Summary: Commonsense for Generative Multi-Hop Question Answering Tasks (EMNLP 2018)

Anthony Chen

Published in

UCI NLP

3 min readNov 26, 2018

[1809.06309] Commonsense for Generative Multi-Hop Question Answering Tasks

Abstract: Reading comprehension QA tasks have seen a recent surge in popularity, yet most works have focused on…

arxiv.org

Authors: Lisa Bauer, Yicheng Wang, Mohit Bansal

Question answering (QA) has become a popular topic of research in the NLP community. With datasets becoming more challenging, multi-hop reasoning and the incorporation of external sources of knowledge are becoming increasingly important.

This paper proposes just that: a multi-hop reasoning model with the ability to incorporate facts drawn from a knowledge base.

Model

The proposed model is displayed in Figure 1. At a high level, the query and context are embedded and passed through k reasoning cells. You can think of each pass through a reasoning cell as a “hop” of reasoning. The output of the reasoning layer is fed into a self-attention layer and then into a generative decoder which generates an answer. The novelty of this paper lies in the construction of the reasoning cells.

As a baseline, the authors propose the Baseline Reasoning Cell which takes the context and query and feeds them into a BiDAF model. The output is an updated representation of the context which can be fed into the next reasoning cell. I found this to be a nice and simple way of making BiDAF, which is a single hop reasoning model, into a multi-hop model.

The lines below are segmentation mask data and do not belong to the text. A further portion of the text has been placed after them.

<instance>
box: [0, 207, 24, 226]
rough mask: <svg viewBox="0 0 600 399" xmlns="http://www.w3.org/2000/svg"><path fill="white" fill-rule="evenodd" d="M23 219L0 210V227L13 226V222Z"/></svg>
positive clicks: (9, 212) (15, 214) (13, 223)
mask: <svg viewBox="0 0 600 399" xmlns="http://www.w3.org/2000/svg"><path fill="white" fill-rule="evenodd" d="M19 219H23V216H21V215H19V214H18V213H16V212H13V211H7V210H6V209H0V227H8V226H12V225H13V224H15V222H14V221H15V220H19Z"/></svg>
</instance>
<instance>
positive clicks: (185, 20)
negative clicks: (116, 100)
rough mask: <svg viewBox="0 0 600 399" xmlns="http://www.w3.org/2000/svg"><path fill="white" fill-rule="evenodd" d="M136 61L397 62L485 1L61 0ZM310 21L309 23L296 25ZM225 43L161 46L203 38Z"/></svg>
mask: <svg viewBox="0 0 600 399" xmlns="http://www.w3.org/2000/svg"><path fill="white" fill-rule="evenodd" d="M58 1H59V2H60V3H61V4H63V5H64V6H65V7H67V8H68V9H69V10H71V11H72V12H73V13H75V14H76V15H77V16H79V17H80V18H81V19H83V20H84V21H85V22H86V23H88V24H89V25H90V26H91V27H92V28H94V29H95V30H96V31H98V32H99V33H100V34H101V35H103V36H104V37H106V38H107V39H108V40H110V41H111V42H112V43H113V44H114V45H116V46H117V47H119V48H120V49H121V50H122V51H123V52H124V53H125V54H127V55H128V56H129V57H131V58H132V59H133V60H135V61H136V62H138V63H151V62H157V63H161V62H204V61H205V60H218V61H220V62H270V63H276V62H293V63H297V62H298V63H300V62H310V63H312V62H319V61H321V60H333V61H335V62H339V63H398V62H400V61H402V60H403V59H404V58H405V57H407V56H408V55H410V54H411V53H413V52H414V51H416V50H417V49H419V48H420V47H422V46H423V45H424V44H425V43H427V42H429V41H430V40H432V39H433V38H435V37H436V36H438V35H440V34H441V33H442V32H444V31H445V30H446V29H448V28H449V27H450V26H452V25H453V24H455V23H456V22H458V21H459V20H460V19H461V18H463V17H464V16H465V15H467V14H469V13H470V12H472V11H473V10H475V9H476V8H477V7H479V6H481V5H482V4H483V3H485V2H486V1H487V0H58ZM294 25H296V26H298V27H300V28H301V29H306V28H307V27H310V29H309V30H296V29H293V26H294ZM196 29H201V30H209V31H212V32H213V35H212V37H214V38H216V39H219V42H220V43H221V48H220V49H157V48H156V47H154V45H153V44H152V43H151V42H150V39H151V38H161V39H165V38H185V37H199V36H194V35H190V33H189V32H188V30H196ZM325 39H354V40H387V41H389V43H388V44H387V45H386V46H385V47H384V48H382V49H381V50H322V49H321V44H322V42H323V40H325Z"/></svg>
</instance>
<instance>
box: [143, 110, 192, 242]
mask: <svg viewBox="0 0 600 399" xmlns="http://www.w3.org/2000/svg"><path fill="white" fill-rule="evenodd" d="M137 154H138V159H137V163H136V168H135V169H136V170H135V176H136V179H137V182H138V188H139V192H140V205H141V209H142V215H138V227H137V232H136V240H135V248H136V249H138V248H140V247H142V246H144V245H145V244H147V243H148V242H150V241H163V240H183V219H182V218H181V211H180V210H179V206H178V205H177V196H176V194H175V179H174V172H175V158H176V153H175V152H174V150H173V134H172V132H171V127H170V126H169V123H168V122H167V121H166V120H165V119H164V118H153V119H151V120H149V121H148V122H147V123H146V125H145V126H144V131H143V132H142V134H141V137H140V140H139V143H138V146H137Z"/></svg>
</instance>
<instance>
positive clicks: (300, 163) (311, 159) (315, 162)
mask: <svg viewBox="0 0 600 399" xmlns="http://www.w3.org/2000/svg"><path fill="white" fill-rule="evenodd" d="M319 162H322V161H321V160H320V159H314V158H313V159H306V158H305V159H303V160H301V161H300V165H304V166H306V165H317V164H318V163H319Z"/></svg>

Fig 3. NOIC: Necessary and Optional Information Cell

To incorporate external facts, the authors augment the Baseline Reasoning Cell with an attention mechanism which attends to commonsense facts retrieved from ConceptNet. They call this new reasoning cell NOIC (Figure 3). The attention mechanism calculates a score between the context representation and each commonsense fact and uses the scores to update the context representation with the commonsense facts. See paper for details on the fact retrieval system.

Results

The authors evaluate on NarrativeQA, a difficult generative QA dataset and get state-of-the-art results. They also provide an enlightening ablation study in Figure 5.

Fig 5. Ablation study on validation set of Narrative QA

Line 1 is their model with the Baseline Reasoning Cell. From here, we can see that using only a single hop of reasoning (k=1) or not using contextualized embeddings (-ELMo) severely hurts performance. Also, adding in commonsense information (+NOIC) adds a nice performance bump.

Conclusion

With the large number of QA models being published every year, having strong baselines is integral. In the single-hop case, BiDAF has served as a strong baseline that is also used in more complex models. This paper proposes a strong model that can be used as a baseline in two important research directions: multi-hop reasoning and the incorporation of facts from knowledge bases.